Diksi yang Tersembunyi
Oleh : Isnawati
Lensa Media News – Bermula pernyataan mengejutkan dari Presiden Jokowi melalui akun resmi media sosialnya pada Kamis (7/5/2020), Jokowi meminta agar masyakat bisa berdamai dengan Covid-19 hingga vaksin virus tersebut ditemukan. Jokowi menyadari perang melawan virus yang telah menjadi pandemi dunia itu harus diikuti dengan perekonomian yang berjalan. CNN Indonesia.com (9/05/2020)
Banyak pihak menilai pernyataan tersebut adalah diksi yang tersembunyi sebab membingungkan dan syarat dengan kepentingan. Pernyataan tersebut bertentangan dengan saat pertemuan virtual KTT G 20 pada Maret lalu. Dalam pertemuan itu Jokowi mendorong agar pemimpin-pemimpin negara KTT G 20 bekerjasama melawan Covid-19, kala itu memakai istilah perang melawan Covid-19.

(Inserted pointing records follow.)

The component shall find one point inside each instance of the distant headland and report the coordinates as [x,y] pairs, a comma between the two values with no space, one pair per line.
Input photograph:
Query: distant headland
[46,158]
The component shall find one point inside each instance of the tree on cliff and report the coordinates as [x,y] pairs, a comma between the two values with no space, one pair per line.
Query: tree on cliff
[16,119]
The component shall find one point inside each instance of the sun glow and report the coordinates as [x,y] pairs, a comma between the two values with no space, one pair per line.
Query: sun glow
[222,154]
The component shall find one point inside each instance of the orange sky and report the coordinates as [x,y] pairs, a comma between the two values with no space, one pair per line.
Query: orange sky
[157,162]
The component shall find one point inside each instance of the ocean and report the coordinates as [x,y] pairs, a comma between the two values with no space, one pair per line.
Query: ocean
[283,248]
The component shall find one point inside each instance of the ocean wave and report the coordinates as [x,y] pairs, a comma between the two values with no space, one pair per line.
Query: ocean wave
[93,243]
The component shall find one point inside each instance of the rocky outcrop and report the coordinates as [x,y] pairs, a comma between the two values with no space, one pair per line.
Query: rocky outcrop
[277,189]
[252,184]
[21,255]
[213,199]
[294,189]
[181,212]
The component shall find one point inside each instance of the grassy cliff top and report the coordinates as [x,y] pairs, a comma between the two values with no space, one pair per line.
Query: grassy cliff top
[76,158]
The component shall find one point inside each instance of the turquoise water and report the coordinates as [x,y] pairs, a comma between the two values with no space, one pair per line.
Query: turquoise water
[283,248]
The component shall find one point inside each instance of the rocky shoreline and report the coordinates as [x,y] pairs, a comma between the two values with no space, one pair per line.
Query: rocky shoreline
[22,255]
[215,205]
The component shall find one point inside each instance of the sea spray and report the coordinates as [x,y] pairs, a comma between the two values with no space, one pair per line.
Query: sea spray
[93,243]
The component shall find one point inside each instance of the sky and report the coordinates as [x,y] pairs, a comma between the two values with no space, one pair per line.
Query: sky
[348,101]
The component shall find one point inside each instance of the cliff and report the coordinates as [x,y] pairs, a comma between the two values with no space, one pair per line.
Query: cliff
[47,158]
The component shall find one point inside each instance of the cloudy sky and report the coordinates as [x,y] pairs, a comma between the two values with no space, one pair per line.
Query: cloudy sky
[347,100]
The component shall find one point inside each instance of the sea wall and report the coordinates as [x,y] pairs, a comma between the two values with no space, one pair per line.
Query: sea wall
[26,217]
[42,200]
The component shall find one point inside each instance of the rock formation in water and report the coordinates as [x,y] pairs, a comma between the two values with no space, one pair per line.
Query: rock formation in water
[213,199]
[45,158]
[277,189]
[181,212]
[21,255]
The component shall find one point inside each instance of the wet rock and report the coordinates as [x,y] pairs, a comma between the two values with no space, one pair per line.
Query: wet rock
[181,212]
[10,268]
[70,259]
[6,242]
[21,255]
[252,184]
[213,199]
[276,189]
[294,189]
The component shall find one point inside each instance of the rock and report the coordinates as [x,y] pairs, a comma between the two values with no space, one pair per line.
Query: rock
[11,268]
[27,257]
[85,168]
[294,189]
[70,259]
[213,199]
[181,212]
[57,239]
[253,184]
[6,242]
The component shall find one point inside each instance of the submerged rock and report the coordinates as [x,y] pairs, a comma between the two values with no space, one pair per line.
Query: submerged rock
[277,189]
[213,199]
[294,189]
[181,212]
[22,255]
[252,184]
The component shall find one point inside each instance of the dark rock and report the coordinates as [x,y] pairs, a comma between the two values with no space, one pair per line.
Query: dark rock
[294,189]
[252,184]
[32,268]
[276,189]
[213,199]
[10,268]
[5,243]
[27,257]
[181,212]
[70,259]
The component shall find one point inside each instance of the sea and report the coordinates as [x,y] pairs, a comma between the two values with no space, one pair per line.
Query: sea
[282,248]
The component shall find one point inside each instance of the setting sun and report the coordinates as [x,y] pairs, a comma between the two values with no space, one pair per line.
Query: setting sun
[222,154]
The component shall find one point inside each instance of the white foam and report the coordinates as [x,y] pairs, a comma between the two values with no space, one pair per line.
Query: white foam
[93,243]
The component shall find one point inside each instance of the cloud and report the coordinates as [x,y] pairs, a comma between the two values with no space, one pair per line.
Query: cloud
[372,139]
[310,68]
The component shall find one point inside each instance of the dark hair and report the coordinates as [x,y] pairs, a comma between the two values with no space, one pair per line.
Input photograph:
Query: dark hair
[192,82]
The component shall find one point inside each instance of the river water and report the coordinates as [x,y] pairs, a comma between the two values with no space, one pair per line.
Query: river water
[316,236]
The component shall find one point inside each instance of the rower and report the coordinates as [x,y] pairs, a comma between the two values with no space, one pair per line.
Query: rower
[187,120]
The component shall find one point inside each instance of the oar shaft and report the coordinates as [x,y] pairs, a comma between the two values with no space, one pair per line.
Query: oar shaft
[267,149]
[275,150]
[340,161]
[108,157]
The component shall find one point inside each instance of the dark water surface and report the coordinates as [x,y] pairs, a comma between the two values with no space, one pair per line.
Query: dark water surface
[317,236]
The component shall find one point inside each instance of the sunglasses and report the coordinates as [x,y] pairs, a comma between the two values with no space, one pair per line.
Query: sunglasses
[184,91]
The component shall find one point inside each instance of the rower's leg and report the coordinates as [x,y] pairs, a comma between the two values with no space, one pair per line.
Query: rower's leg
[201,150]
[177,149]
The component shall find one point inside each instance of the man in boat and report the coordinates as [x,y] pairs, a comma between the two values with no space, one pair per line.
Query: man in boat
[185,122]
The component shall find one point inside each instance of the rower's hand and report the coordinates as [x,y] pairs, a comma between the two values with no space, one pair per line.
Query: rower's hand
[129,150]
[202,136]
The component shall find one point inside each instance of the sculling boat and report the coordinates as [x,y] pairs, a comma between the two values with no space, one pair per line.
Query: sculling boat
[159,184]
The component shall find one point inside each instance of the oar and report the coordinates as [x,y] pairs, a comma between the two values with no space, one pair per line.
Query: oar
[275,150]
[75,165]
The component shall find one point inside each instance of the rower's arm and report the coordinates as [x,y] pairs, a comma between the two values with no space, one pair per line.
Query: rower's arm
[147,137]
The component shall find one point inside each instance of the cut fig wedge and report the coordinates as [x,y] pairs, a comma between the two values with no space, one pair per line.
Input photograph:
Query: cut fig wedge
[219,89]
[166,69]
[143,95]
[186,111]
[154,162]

Menyikapi dua diksi kontradiktif tersebut seakan ada pesan yang tersirat dalam kalimat damai dan perang, juga menunjukan adanya inkonsisten dan gagap dalam menentukan kebijakan. Istilah damai seakan menjadi alat untuk melegitimasi patuh pada pelonggaran PSBB agar masyarakat tetap produktif. Artinya rakyat didorong untuk memenuhi kebutuhannya sendiri di tengah pandemi, walaupun maut sedang mengintai.

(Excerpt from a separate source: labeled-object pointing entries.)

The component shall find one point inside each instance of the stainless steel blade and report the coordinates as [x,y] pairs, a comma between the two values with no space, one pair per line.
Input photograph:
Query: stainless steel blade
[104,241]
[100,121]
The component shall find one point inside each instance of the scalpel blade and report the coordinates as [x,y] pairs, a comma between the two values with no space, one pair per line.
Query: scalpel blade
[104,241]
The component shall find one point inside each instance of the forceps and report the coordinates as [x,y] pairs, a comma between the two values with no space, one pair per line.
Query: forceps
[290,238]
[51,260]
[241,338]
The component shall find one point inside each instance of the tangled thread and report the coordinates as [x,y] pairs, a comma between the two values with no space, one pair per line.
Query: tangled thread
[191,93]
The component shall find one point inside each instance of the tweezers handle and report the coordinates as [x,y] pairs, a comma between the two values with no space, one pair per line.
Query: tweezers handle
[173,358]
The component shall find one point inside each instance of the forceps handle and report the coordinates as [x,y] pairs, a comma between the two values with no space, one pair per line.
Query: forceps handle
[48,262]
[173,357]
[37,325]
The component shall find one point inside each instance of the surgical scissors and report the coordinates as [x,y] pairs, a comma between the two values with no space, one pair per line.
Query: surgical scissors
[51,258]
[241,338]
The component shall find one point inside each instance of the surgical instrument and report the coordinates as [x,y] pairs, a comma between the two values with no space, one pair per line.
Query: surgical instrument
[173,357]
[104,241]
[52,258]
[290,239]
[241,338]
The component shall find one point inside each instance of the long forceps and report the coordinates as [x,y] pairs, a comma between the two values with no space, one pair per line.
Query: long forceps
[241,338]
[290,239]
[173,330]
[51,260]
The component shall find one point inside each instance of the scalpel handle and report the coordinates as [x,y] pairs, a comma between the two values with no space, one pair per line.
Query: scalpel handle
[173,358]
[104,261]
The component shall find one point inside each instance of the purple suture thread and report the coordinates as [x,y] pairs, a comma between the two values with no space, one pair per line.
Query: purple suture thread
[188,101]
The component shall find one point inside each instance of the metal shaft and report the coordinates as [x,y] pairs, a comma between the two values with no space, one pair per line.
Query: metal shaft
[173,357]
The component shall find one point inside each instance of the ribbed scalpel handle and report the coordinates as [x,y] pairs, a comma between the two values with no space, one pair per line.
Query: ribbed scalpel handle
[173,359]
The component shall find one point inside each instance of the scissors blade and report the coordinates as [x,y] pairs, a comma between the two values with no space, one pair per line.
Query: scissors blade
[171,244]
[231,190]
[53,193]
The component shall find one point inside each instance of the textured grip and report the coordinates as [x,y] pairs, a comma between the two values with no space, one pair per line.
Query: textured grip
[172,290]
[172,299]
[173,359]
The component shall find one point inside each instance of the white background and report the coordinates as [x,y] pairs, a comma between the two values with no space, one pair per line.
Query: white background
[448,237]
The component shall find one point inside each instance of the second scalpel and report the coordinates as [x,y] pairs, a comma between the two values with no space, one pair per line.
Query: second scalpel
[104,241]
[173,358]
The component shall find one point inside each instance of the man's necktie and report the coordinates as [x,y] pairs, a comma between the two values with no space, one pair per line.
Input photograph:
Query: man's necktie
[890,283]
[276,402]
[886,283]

Sebenarnya sejak awal pandemi, rakyat sudah berdamai dengan Covid-19, buktinya mereka masih berlalu lalang mencari nafkah, karena asasi yang belum terpenuhi, bantuanpun sengkarut sedangkan rasa lapar hadir tanpa kompromi.

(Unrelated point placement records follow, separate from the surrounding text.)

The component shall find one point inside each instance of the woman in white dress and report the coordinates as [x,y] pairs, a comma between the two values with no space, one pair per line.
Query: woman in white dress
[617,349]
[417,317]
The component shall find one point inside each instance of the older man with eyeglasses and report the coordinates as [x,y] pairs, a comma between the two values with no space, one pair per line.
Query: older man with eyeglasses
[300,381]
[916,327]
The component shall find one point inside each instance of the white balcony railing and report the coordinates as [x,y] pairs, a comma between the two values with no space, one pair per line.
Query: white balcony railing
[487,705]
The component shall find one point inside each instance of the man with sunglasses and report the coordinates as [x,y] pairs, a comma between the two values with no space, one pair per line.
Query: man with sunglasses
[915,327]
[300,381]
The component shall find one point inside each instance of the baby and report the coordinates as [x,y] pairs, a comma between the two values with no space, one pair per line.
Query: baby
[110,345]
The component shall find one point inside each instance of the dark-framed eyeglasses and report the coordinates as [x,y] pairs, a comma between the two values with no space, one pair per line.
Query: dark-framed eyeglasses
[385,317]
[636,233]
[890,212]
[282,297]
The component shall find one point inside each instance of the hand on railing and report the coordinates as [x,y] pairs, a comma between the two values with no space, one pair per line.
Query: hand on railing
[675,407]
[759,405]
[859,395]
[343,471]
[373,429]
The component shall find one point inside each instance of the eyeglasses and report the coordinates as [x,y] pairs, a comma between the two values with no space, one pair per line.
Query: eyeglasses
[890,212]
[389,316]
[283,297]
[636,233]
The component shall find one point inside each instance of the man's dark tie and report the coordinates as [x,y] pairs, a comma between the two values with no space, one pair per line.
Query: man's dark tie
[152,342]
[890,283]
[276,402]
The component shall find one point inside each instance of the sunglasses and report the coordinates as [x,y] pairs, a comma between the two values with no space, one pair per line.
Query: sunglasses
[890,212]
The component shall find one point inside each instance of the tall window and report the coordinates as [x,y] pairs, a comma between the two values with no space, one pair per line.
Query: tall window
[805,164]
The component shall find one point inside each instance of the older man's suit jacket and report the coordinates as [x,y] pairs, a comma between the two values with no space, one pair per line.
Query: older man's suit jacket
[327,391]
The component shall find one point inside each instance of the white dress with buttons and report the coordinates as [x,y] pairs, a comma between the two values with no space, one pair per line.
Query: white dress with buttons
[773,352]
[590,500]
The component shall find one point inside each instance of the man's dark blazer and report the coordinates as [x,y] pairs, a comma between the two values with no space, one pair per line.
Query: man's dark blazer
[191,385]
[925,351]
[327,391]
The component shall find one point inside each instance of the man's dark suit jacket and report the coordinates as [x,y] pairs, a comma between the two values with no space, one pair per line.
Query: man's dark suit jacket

Diksi damai pada virus Corona seakan ungkapan menyerah karena banyaknya sektor yang sudah lumpuh. Covid-19 bukan lagi sekedar masalah kesehatan tapi juga perekonomian secara global.
New normal life atau hidup berdamai dengan Covid-19 menjadi solusi dan merupakan konsep kapitalisme yang bertujuan materi. Skenario ini dibuat mulai awal Juni 2020 mendatang melalui conference bertajuk “Road Map Ekonomi Kesehatan Keluar Covid-19 yang dipresentasikan oleh Menko Perekonomian. Global-news (8 Mei 2020)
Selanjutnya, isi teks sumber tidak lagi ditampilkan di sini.